Thirdly, transmitting all sensor data to a corporate or cloud data center may be impractical or impossible if the volume of data is high or if reliable, high-bandwidth networks are unavailable. It is more practical to filter, condition and do analytic processing partly or entirely at the site where the data is generated.
Train Analytics Staff and Acquire Software Tools to Address Gaps in IoT-Related Analytics Capabilities
Most IoT analytical applications use the same advanced analytics platforms, data discovery tools as other kinds of business application. The principles and algorithms are largely similar. Graphical dashboards, tabular reports, data discovery, regression, neural networks, optimization algorithms and many other techniques found in marketing, finance, customer relationship management and advanced analytics applications also provide most aspects of IoT analytics.

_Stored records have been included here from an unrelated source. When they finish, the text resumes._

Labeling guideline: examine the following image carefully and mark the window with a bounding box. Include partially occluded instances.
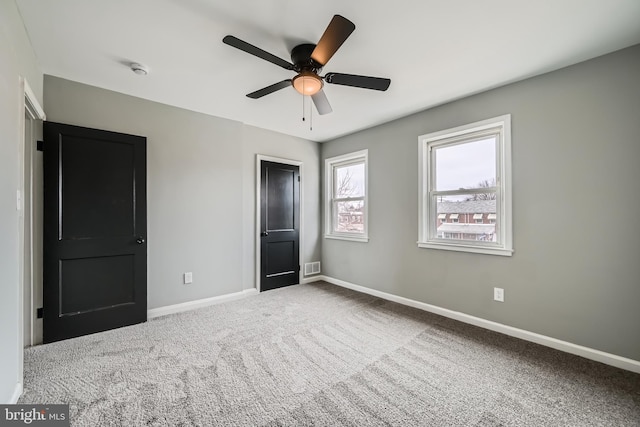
[418,115,513,256]
[325,150,369,242]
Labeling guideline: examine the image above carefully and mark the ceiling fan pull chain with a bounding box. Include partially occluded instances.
[302,80,306,122]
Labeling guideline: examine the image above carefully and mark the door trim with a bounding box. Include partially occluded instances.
[254,154,304,292]
[16,76,46,397]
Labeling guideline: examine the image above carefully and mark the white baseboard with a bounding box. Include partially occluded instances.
[8,383,22,405]
[147,288,258,319]
[306,275,640,373]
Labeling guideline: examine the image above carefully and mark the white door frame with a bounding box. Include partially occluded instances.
[255,154,304,292]
[17,76,46,378]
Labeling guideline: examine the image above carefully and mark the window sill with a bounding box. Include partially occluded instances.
[418,242,513,256]
[324,234,369,243]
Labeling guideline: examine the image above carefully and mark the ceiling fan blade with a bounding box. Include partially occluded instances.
[222,36,293,70]
[324,73,391,91]
[311,90,333,116]
[247,80,291,99]
[311,15,356,66]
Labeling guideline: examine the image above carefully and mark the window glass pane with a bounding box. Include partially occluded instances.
[333,200,364,234]
[436,193,498,242]
[433,136,496,191]
[334,163,364,198]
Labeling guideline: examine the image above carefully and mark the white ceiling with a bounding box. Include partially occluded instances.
[16,0,640,141]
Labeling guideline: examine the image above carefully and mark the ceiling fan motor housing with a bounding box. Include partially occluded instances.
[291,43,322,73]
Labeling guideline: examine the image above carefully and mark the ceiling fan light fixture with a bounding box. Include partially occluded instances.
[292,71,324,96]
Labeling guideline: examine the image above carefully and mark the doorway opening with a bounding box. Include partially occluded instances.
[255,155,304,292]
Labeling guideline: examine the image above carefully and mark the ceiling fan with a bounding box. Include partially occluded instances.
[222,15,391,115]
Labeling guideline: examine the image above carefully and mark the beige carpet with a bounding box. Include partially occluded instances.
[19,283,640,427]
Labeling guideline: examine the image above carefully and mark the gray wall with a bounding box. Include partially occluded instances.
[44,76,320,308]
[321,45,640,360]
[0,1,42,403]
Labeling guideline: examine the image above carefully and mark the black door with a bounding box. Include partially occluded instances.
[43,122,147,343]
[260,161,300,291]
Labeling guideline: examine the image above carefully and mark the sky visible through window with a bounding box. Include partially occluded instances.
[435,137,496,196]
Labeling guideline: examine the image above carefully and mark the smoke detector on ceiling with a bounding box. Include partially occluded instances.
[129,62,149,76]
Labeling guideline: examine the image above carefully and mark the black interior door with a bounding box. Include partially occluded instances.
[43,122,147,343]
[260,161,300,291]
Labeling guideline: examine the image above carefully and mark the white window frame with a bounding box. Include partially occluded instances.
[324,150,369,242]
[418,114,513,256]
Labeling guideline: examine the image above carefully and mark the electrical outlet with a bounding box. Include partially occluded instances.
[184,272,193,285]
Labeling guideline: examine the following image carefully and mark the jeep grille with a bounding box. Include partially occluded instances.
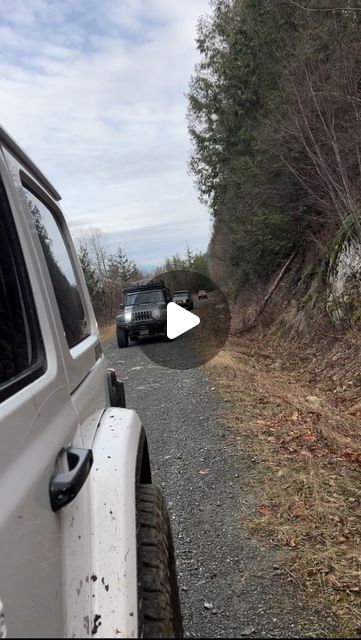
[133,311,153,322]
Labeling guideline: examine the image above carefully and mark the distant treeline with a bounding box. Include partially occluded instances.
[188,0,361,294]
[78,228,209,325]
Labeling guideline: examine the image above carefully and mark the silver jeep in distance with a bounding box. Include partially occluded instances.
[0,128,182,638]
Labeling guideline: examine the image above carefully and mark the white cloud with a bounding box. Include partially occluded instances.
[0,0,208,258]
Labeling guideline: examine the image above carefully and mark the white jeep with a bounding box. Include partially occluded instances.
[0,124,182,638]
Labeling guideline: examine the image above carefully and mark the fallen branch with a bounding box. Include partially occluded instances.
[241,251,297,333]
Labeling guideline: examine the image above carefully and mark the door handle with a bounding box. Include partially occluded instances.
[49,446,93,511]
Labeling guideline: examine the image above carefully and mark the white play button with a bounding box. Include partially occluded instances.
[167,302,200,340]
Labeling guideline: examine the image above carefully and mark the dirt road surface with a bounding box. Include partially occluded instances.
[103,336,332,638]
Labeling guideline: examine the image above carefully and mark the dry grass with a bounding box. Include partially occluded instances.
[209,337,361,637]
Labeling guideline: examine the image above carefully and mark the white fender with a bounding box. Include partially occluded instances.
[61,407,143,638]
[90,407,142,638]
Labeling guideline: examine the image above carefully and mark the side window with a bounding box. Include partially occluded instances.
[24,187,89,348]
[0,181,45,400]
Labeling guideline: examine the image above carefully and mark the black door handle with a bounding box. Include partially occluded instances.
[49,446,93,511]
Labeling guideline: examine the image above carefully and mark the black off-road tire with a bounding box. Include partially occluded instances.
[137,484,183,638]
[117,327,129,349]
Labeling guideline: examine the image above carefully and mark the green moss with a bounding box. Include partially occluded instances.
[301,291,314,307]
[325,213,358,268]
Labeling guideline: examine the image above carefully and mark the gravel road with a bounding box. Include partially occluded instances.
[103,336,333,638]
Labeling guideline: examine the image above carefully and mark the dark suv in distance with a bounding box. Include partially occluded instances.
[115,279,171,348]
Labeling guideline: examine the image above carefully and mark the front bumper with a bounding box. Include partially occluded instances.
[117,319,167,337]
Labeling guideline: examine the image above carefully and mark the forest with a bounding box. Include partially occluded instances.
[188,0,361,308]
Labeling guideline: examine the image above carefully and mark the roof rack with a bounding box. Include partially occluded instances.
[123,278,165,293]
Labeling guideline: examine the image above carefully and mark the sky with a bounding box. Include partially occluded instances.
[0,0,210,268]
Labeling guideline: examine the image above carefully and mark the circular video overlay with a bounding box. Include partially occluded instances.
[129,269,231,369]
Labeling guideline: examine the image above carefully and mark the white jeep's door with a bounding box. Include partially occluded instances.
[0,156,89,637]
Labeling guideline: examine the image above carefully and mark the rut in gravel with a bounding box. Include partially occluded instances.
[104,335,333,638]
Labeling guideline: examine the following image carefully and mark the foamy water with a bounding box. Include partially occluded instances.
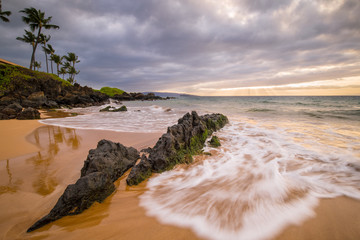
[141,119,360,239]
[39,98,360,239]
[40,103,184,133]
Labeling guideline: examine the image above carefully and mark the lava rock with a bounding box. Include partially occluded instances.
[81,140,140,181]
[27,140,139,232]
[127,112,228,185]
[126,154,152,186]
[17,107,40,120]
[27,172,115,232]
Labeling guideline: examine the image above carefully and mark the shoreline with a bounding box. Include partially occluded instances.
[0,120,360,240]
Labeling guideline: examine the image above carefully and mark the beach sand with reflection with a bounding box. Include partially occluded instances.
[0,120,360,239]
[0,121,200,239]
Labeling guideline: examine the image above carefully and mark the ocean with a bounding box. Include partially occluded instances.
[41,96,360,239]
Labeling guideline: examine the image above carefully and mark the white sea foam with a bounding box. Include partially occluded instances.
[140,121,360,239]
[40,103,182,133]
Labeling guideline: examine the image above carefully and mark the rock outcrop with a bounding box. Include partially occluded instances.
[27,140,139,232]
[16,107,40,120]
[111,92,172,101]
[0,64,109,119]
[126,112,228,186]
[100,105,127,112]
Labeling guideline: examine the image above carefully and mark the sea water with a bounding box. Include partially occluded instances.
[42,96,360,239]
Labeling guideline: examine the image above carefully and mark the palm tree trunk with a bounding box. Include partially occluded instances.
[29,45,36,70]
[45,52,49,73]
[30,27,41,70]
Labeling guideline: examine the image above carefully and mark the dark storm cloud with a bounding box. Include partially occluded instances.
[0,0,360,94]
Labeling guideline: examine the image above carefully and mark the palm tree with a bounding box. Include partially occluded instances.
[64,52,80,82]
[59,67,67,79]
[20,7,59,69]
[16,30,36,56]
[47,44,55,74]
[50,54,61,76]
[40,34,51,73]
[68,66,80,83]
[0,0,11,22]
[34,61,41,71]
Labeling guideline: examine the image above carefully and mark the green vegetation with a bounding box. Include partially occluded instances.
[0,0,11,22]
[100,87,125,97]
[209,136,221,148]
[20,7,59,69]
[164,129,209,171]
[0,63,71,97]
[63,52,80,83]
[100,105,127,112]
[15,6,80,84]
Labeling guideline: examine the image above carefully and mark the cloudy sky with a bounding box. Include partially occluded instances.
[0,0,360,95]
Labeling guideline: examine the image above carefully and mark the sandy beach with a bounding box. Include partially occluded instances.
[0,120,360,240]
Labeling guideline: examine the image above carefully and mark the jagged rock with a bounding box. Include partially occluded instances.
[209,136,221,148]
[100,105,127,112]
[0,64,109,113]
[127,112,228,185]
[81,140,140,181]
[1,102,22,119]
[112,92,165,101]
[17,107,40,120]
[27,91,47,106]
[27,172,115,232]
[27,140,139,232]
[126,154,152,186]
[0,112,9,120]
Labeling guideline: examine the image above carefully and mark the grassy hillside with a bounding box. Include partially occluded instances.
[0,63,71,97]
[100,87,124,97]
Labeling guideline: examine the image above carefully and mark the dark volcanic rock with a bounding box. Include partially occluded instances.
[112,92,167,101]
[27,172,115,232]
[1,102,22,119]
[127,112,228,185]
[81,140,140,181]
[209,136,221,148]
[17,107,40,120]
[126,155,152,186]
[27,140,139,232]
[0,64,109,116]
[100,105,127,112]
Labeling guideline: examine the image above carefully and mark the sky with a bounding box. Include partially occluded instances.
[0,0,360,96]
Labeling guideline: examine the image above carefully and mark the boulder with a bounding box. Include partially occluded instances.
[81,140,140,181]
[126,154,152,186]
[27,172,115,232]
[27,140,139,232]
[127,112,228,185]
[209,136,221,148]
[17,107,40,120]
[100,105,127,112]
[27,91,47,107]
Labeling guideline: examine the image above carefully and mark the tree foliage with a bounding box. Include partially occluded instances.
[20,7,59,69]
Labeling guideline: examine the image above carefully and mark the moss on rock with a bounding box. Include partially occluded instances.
[209,136,221,148]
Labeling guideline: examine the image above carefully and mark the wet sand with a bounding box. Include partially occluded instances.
[0,121,197,239]
[0,120,360,240]
[0,120,42,161]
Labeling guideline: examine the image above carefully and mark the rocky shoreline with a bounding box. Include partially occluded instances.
[0,64,170,120]
[27,112,228,232]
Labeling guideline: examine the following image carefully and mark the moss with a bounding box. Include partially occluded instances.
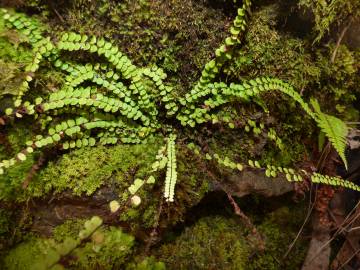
[3,236,50,270]
[71,227,134,270]
[126,257,166,270]
[11,0,231,92]
[4,220,134,270]
[156,216,249,269]
[248,205,307,270]
[0,123,37,200]
[52,219,85,242]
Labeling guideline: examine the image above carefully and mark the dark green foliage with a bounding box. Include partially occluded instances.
[26,138,161,197]
[299,0,360,41]
[157,216,250,269]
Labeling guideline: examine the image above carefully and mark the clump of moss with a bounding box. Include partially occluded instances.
[2,236,54,270]
[155,216,250,269]
[71,227,134,270]
[248,206,307,270]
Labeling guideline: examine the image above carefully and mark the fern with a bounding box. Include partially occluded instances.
[311,99,349,168]
[0,0,354,202]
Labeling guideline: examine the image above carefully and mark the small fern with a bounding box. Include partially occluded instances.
[164,134,177,202]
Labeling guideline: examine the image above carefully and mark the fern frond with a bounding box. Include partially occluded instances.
[311,99,349,169]
[164,135,177,202]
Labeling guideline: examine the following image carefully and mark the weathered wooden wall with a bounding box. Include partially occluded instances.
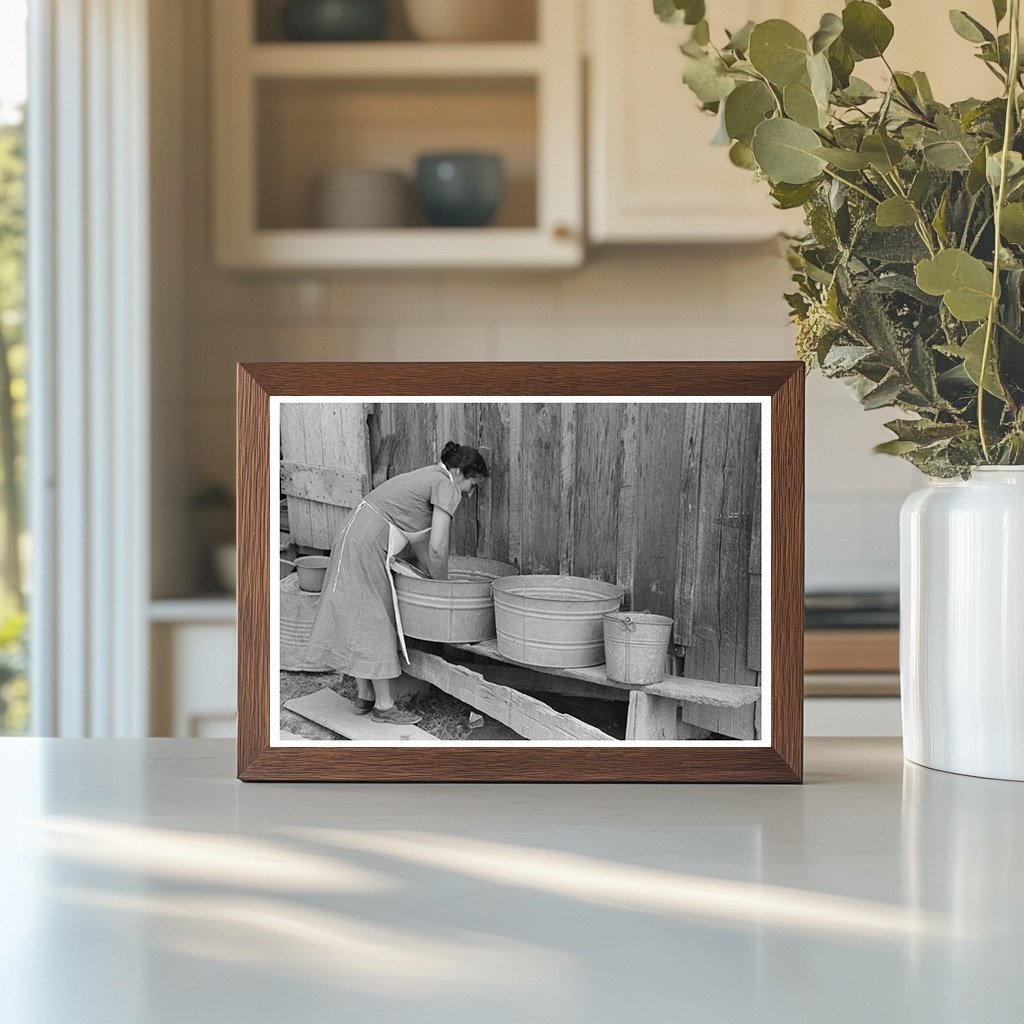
[370,402,761,688]
[281,402,371,549]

However, a few aspects of analytics occur much more often in the IoT than elsewhere, and many analytics professionals have limited or no expertise in these. For example, some IoT applications use event stream processing platforms to process sensor data in near real time. Event streams are time series data, so they are stored most efficiently in databases (typically column stores) that are designed especially for this purpose, in contrast to the relational databases that dominate traditional analytics. Some IoT analytics are also used to support decision automation scenarios in which an IoT application generates control signals that trigger actuators in physical devices — a concept outside the realm of traditional analytics.
In many cases, companies will need to acquire new software tools to handle these requirements. Business analytics teams need to monitor and manage their edge analytics to ensure they are running properly and determine when analytic models should be tuned or replaced.
Increased Growth, if not Competitive Advantage
The huge volume and velocity of data in IoT will undoubtedly put new levels of strain on networks. The increasing number of real-time IoT apps will create performance and latency issues. It is important to reduce the end-to-end latency among machine-to-machine interactions to single-digit milliseconds. Following the best practices of implementing IoT analytics will ensure judo strategy of increased effeciency output at reduced economy. It may not be suffecient to define a competitive strategy, but as more and more players adopt IoT as a mainstream, the race would be to scale and grow as quickly as possible.